Nonporous magnetic materials as enzyme supports: studies with immobilized chymotrypsin.

作者信息

Munro P A, Dunnill P, Lilly M D

出版信息

Biotechnol Bioeng. 1977 Jan;19(1):101-24. doi: 10.1002/bit.260190109.

DOI:10.1002/bit.260190109
PMID:14743
Abstract

Chymotrypsin has been immobilized to several nonporous magnetic materials. Nickel particles were considered to be most suitable as immobilized enzyme supports. Chymotrypsin immobilized to nonporous magnetic supports was not fouled significantly by either whole milk or clarified yeast homogenate. AE-cellulose-chymotrypsin was rapidly fouled by both these materials and chymotrypsin immobilized to acrylic-based ion exchangers was slowly fouled.
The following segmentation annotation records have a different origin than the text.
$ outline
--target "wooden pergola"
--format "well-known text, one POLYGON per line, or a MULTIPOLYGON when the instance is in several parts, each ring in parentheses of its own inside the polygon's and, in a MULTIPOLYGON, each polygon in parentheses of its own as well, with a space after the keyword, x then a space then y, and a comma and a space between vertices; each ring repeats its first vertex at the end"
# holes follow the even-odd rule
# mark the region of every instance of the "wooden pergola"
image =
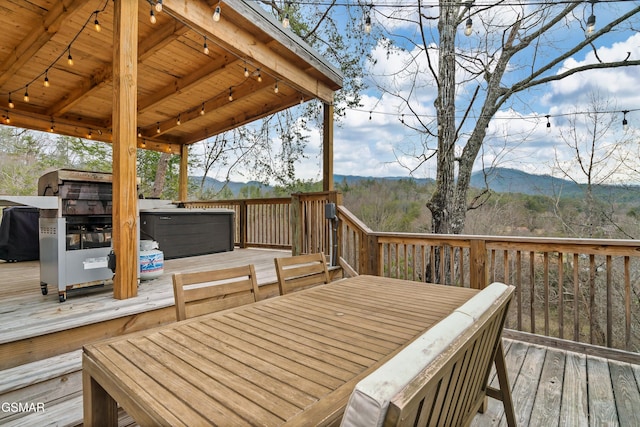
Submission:
POLYGON ((319 99, 333 187, 342 75, 254 1, 0 0, 0 23, 3 122, 113 144, 115 298, 137 294, 138 148, 181 156, 186 199, 190 144, 319 99))

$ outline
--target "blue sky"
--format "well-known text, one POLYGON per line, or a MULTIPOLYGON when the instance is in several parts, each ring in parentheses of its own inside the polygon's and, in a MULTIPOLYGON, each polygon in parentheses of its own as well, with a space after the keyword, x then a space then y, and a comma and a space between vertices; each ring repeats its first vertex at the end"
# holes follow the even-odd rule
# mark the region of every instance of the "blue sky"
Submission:
MULTIPOLYGON (((406 3, 406 2, 405 2, 406 3)), ((476 2, 479 4, 482 2, 476 2)), ((485 2, 486 3, 486 2, 485 2)), ((605 25, 612 17, 619 16, 624 10, 629 10, 637 6, 637 2, 626 3, 596 3, 595 14, 597 25, 605 25)), ((577 19, 586 20, 590 14, 590 5, 579 6, 577 9, 577 19), (586 10, 584 8, 587 8, 586 10), (585 17, 582 16, 585 14, 585 17)), ((403 8, 403 13, 411 13, 409 8, 403 8)), ((413 11, 415 13, 415 11, 413 11)), ((433 15, 437 11, 430 11, 433 15)), ((474 43, 478 40, 489 38, 491 34, 483 33, 481 22, 488 19, 506 20, 512 19, 511 10, 502 9, 500 13, 492 12, 493 15, 474 16, 474 34, 465 37, 460 29, 458 41, 460 49, 468 50, 474 48, 474 43), (501 15, 501 16, 499 16, 501 15)), ((385 20, 383 14, 372 14, 374 25, 389 26, 389 21, 385 20)), ((436 21, 433 21, 433 25, 436 21)), ((567 43, 576 37, 584 38, 584 33, 579 29, 579 23, 564 22, 558 29, 547 34, 548 45, 544 50, 536 55, 538 58, 545 54, 554 54, 555 50, 562 50, 567 43)), ((637 24, 637 21, 636 21, 637 24)), ((415 36, 415 28, 402 27, 397 24, 394 28, 396 34, 402 36, 415 36)), ((637 27, 636 27, 637 28, 637 27)), ((622 60, 631 52, 631 58, 640 58, 640 34, 632 31, 615 32, 609 36, 598 39, 594 43, 598 56, 603 60, 622 60)), ((401 52, 397 56, 387 59, 386 52, 379 46, 374 46, 373 57, 378 59, 375 66, 372 66, 371 78, 382 81, 383 84, 393 85, 399 93, 403 90, 403 78, 391 82, 389 77, 401 73, 399 64, 405 63, 405 55, 411 52, 401 52), (383 81, 386 79, 386 81, 383 81)), ((513 63, 511 66, 516 69, 521 67, 521 72, 527 71, 527 64, 531 56, 523 58, 520 63, 513 63)), ((434 55, 436 53, 434 52, 434 55)), ((540 59, 539 59, 540 60, 540 59)), ((589 50, 578 52, 575 56, 564 62, 564 66, 574 66, 596 61, 595 54, 589 50)), ((517 70, 516 70, 517 71, 517 70)), ((519 72, 519 71, 518 71, 519 72)), ((515 78, 520 78, 515 72, 515 78)), ((558 70, 553 70, 558 72, 558 70)), ((425 118, 432 116, 433 100, 436 91, 429 82, 429 76, 425 73, 425 79, 421 82, 423 86, 417 91, 418 96, 414 106, 424 114, 425 118)), ((462 76, 461 76, 462 77, 462 76)), ((461 85, 459 88, 459 98, 464 99, 469 93, 471 85, 461 85)), ((584 115, 575 116, 574 126, 570 126, 573 120, 573 112, 589 112, 593 110, 593 98, 599 102, 606 101, 606 111, 613 112, 606 120, 610 120, 609 131, 602 137, 603 146, 612 144, 623 144, 625 150, 629 151, 629 157, 635 153, 638 157, 638 134, 636 129, 640 128, 640 111, 630 111, 627 114, 630 129, 626 133, 622 132, 623 110, 640 109, 640 68, 625 67, 614 70, 591 71, 583 74, 573 75, 561 82, 550 83, 540 86, 529 92, 521 93, 512 99, 512 103, 505 105, 494 120, 492 120, 486 138, 485 150, 482 159, 476 163, 476 169, 483 165, 495 165, 500 167, 510 167, 525 170, 531 173, 550 173, 557 175, 557 166, 563 169, 570 169, 575 163, 571 149, 565 140, 571 140, 570 128, 580 128, 587 126, 583 120, 584 115), (596 94, 596 95, 594 95, 596 94), (550 115, 549 121, 552 126, 546 127, 547 119, 545 115, 550 115), (636 126, 634 128, 634 126, 636 126), (631 141, 635 141, 632 143, 631 141)), ((461 104, 464 105, 464 104, 461 104)), ((380 93, 375 89, 366 92, 362 100, 362 107, 347 110, 346 117, 335 128, 334 136, 334 171, 336 174, 363 175, 363 176, 409 176, 409 169, 415 166, 416 157, 422 152, 423 142, 419 135, 406 126, 401 121, 410 120, 406 112, 394 97, 380 93), (409 169, 408 169, 409 168, 409 169)), ((605 120, 601 118, 600 120, 605 120)), ((307 159, 300 162, 296 167, 297 177, 300 179, 321 178, 321 139, 317 132, 309 135, 310 143, 307 147, 307 159)), ((433 144, 431 144, 433 145, 433 144)), ((604 149, 604 148, 603 148, 604 149)), ((613 162, 613 159, 611 160, 613 162)), ((619 163, 618 161, 614 163, 619 163)), ((606 167, 602 166, 606 171, 606 167)), ((427 163, 414 171, 416 177, 435 177, 435 165, 427 163)), ((580 173, 574 172, 578 179, 580 173)), ((601 172, 605 173, 605 172, 601 172)), ((607 172, 608 173, 608 172, 607 172)), ((246 177, 245 177, 246 178, 246 177)), ((640 175, 631 176, 630 172, 612 174, 609 178, 613 180, 625 180, 640 182, 640 175)))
Immobilized enzyme activity was found to be inversely proportional to particle diameter for nonporous rock magnetic particles. Immobilization by adsorption and then glutaraldehyde crosslinking was used to produce controlled amounts of chymotrypsin on the particles. Esterolytic activity increased with enzyme loading but caseinolytic activity did not increase. Chymotrypsin is inhibited by metal ions from the magnetic supports. It is partially protected by use of a preliminary protein coating and may be reactivated by incubation with EDTA or BSA.

摘要

胰凝乳蛋白酶已被固定在几种无孔磁性材料上。镍颗粒被认为是最适合作为固定化酶载体的材料。固定在无孔磁性载体上的胰凝乳蛋白酶不会被全脂牛奶或澄清的酵母匀浆显著污染。AE-纤维素-胰凝乳蛋白酶会被这两种材料迅速污染,而固定在丙烯酸基离子交换剂上的胰凝乳蛋白酶则会被缓慢污染。对于无孔岩石磁性颗粒,发现固定化酶活性与颗粒直径成反比。通过吸附然后戊二醛交联进行固定,以在颗粒上产生可控量的胰凝乳蛋白酶。酯解活性随酶负载量增加,但酪蛋白分解活性没有增加。胰凝乳蛋白酶受到磁性载体中金属离子的抑制。通过使用初步的蛋白质涂层可对其进行部分保护,并且可通过与EDTA或BSA孵育而重新激活。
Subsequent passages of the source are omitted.